Reportage "C'est triste, mais on va devoir s'habituer parce que ce n'est que le début..." : des Français démunis face à la multiplication d'attaques racistes

Depuis la poussée du RN aux élections européennes, la campagne des élections législatives anticipées est notamment marquée par des actes décomplexés de racisme ordinaire.
Article rédigé par Willy Moreau
Radio France
Publié Mis à jour
Temps de lecture : 2 min
Des manifestants tiennent des pancartes lors d'un rassemblement contre l'extrême droite place de la République à Paris, après l'annonce des résultats du premier tour des élections législatives, le 30 juin 2024. (JEROME GILLES / NURPHOTO / NURPHOTO VIA AFP)

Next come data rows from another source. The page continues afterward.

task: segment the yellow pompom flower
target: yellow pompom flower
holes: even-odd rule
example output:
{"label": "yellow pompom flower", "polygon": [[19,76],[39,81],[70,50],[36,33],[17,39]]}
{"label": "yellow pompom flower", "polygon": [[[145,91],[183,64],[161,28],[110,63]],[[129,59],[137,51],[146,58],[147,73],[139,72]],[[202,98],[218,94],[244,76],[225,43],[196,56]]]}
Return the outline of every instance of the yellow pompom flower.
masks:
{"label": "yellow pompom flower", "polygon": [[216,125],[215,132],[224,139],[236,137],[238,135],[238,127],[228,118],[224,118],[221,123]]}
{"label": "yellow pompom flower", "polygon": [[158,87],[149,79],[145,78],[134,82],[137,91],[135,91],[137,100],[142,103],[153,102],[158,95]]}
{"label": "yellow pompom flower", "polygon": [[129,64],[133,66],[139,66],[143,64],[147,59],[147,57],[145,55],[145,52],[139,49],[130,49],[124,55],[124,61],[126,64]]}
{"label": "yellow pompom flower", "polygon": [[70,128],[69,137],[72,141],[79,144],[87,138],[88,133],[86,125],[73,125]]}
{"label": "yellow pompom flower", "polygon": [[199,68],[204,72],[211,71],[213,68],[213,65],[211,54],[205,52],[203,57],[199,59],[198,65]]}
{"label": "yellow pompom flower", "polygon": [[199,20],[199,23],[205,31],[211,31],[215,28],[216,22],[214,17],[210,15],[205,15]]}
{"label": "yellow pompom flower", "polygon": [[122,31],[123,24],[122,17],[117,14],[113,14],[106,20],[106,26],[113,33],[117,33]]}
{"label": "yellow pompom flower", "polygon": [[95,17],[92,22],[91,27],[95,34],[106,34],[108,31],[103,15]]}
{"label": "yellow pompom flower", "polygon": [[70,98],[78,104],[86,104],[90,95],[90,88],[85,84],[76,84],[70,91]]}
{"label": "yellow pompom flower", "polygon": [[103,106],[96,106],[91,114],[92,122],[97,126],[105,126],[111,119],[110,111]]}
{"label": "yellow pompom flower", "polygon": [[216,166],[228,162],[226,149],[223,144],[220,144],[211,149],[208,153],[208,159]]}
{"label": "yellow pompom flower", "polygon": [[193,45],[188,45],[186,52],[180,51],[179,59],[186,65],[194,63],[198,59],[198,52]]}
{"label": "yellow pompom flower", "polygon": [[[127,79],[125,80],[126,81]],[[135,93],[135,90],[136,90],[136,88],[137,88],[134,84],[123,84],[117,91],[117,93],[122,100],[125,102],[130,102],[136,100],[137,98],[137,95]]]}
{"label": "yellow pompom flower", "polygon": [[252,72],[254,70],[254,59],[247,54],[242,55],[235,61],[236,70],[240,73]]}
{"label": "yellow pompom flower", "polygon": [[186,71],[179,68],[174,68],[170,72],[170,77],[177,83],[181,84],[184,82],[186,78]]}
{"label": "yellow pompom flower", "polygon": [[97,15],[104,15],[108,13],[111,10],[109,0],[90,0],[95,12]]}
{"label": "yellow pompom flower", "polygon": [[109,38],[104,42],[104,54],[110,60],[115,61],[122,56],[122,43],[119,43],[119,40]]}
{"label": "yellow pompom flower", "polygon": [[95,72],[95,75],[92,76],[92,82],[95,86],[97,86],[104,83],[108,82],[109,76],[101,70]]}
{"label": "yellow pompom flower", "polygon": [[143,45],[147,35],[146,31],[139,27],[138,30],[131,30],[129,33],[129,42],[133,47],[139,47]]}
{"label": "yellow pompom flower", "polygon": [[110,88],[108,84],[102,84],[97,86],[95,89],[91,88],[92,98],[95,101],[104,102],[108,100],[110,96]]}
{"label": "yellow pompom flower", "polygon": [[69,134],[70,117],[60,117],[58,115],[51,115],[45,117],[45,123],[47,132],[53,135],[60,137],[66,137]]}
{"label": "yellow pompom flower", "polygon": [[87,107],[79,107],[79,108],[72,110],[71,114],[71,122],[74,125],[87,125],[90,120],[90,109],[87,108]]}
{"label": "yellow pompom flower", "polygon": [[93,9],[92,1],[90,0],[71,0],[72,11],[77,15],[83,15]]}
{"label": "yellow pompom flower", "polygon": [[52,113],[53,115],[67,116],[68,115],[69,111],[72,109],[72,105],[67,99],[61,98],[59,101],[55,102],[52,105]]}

Plus que des dérapages. Lettres d'insultes, agressions physiques, intimidations, menaces... Les récits de réflexions, de paroles ou d'attaques racistes ou homophobes s'accumulent dans le contexte électoral. Depuis le succès du Rassemblement national lors des élections européennes, et la montée en puissance du parti de Marine Le Pen et de Jordan Bardella dans la campagne des élections législatives, la parole raciste semble s'être totalement décomplexée.

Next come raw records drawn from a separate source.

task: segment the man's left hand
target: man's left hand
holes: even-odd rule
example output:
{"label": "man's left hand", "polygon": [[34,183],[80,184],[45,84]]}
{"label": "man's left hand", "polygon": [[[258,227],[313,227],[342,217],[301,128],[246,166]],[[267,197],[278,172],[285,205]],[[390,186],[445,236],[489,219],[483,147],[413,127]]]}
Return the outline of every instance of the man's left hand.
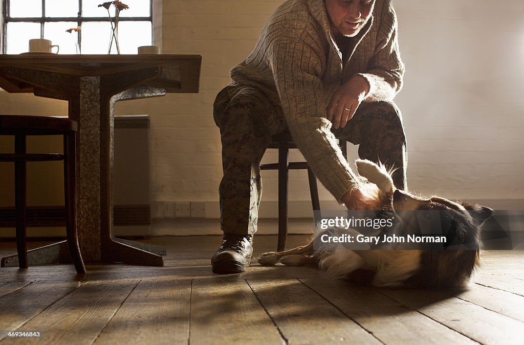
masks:
{"label": "man's left hand", "polygon": [[355,75],[343,84],[333,94],[326,109],[326,118],[336,129],[343,128],[355,115],[368,93],[369,84],[363,76]]}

Devant la gare Saint-Lazare, en plein Paris, Imène attrape son portable et fouille dans ses photos. La jeune femme rit, et finit par montrer une affiche collée lundi sur sa porte d’entrée : "Il y a écrit : 'Allez Jojo, dehors les Arabes' avec une affiche de Marine et Jordan." "Il y a clairement des gens qui ont pris la peine de venir marquer ça devant ma porte. Je ne suis jamais passée par là. Je n'ai jamais eu de problème. Des regards, on en a tous... Mais des problèmes de ce style-là, je n'en avais jamais eu."

Ses parents n’ont pas porté plainte, explique Imène, dans un nouveau de rire de façade. Et la jeune femme de conclure : "C'est triste, mais on va devoir s'habituer parce que ce n'est que le début."

Incompréhension et colère

L’ambiance est "pesante", témoigne, pour sa part, Louis, d’origine camerounaise. "Rien de frontal" souffle l’habitant de L’Hay-les-Roses, dans le Val-de-Marne, mais des actes beaucoup plus insidieux. "Tu arrives, les gens étaient en train de causer... Et ça s'arrête, ça passe à autre chose. Même quand c'est dans la blague, tu sens qu'il y a un message qui est passé : rentrez chez vous. Peut-être que chacun devrait être chez lui, mais le 'chez toi', c'est où ?", s'interroge-t-il.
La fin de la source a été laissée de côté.